Проснуться и вдруг под собою почуять страну,
И первопечатных, и контурных жил её голубизну,
Приречный кустарник больших отработанных рук,
Привычный, глубоко сокрытый очей звероокий испуг,
Поля и овраги, железным цветущие хламом,
И храм на холме и могилами вскопанный холм.
Корову, жующую словно навязанный корм,
Румяную девочку с тонким и плачущим «мама».
Румяную девочку, жёлтый лицей областной,
Учитель невнятных наук и красивый, и полублатной,
И женщины злые у белых дверей консультаций.

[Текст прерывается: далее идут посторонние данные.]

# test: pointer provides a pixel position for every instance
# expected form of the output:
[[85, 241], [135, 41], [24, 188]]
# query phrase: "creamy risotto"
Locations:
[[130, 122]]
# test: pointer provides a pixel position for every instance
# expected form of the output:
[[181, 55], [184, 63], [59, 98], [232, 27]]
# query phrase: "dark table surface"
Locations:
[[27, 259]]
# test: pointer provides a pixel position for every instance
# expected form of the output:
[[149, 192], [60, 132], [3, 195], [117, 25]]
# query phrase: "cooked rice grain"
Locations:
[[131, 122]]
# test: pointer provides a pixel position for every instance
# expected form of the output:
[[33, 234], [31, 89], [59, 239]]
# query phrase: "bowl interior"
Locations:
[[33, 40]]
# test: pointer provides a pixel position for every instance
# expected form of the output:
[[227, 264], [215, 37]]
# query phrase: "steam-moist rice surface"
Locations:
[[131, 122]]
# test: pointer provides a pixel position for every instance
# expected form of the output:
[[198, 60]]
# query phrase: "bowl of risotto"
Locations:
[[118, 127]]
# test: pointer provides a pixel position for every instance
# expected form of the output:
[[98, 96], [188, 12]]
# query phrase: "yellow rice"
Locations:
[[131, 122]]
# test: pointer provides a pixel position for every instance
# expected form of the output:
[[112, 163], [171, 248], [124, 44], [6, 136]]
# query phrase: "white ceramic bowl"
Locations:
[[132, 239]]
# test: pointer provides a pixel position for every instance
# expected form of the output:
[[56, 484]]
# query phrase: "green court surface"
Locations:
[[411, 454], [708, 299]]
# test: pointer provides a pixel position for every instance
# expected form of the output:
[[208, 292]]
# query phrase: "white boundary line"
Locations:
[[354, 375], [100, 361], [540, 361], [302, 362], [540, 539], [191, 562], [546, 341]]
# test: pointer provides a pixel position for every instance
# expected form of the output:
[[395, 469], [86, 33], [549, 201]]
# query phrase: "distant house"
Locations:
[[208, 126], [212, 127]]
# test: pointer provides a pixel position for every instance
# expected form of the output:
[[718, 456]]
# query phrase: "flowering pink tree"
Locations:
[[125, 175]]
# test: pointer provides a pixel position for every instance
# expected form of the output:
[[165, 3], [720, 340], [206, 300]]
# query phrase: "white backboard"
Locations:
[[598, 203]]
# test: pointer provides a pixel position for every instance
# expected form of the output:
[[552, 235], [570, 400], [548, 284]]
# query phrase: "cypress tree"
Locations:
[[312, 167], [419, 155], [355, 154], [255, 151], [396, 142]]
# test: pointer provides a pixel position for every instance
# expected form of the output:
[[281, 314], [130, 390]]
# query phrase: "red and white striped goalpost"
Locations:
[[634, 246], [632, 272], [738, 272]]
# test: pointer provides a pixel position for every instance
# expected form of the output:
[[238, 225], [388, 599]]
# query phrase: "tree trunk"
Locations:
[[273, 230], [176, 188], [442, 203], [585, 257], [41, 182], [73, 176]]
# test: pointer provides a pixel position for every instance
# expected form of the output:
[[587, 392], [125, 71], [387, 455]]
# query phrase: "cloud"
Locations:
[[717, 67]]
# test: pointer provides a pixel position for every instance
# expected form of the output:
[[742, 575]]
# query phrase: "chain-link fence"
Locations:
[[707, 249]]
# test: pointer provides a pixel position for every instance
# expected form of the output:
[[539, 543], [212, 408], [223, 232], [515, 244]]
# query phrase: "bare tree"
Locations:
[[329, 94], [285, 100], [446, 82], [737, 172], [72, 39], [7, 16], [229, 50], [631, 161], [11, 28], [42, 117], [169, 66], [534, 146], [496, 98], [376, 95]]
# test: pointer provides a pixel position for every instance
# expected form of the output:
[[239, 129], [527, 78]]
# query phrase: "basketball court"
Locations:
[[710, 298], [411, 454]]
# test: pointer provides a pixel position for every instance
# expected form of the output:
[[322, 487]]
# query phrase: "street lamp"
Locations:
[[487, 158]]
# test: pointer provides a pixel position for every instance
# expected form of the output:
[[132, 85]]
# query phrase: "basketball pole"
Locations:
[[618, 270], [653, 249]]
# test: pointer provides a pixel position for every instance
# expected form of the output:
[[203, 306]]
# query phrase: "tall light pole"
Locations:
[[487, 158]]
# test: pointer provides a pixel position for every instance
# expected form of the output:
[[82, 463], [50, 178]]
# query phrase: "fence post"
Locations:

Проснуться. Ершами мороза покрылась река,
Огромного поезда туша взгремит, далека
Настолько, что мыслью не можно к нему прикасаться.
Ребёнок с запрошлого века стоит на горохе в углу,
Прекрасные сполохи реют по городу, миру, селу.
Воронежский пальцы в кулак не сжимает святой,
А речи на полках застыли в горшках с деревянной крупой,
Почуять страну. На скамье притаился Ставрогин.
Кому мы нужны без уменья почуять страну?
Всё отняли. Чистый язык. Голоса, тишину.
И страшно – как будто войти в борщевик вдоль дороги.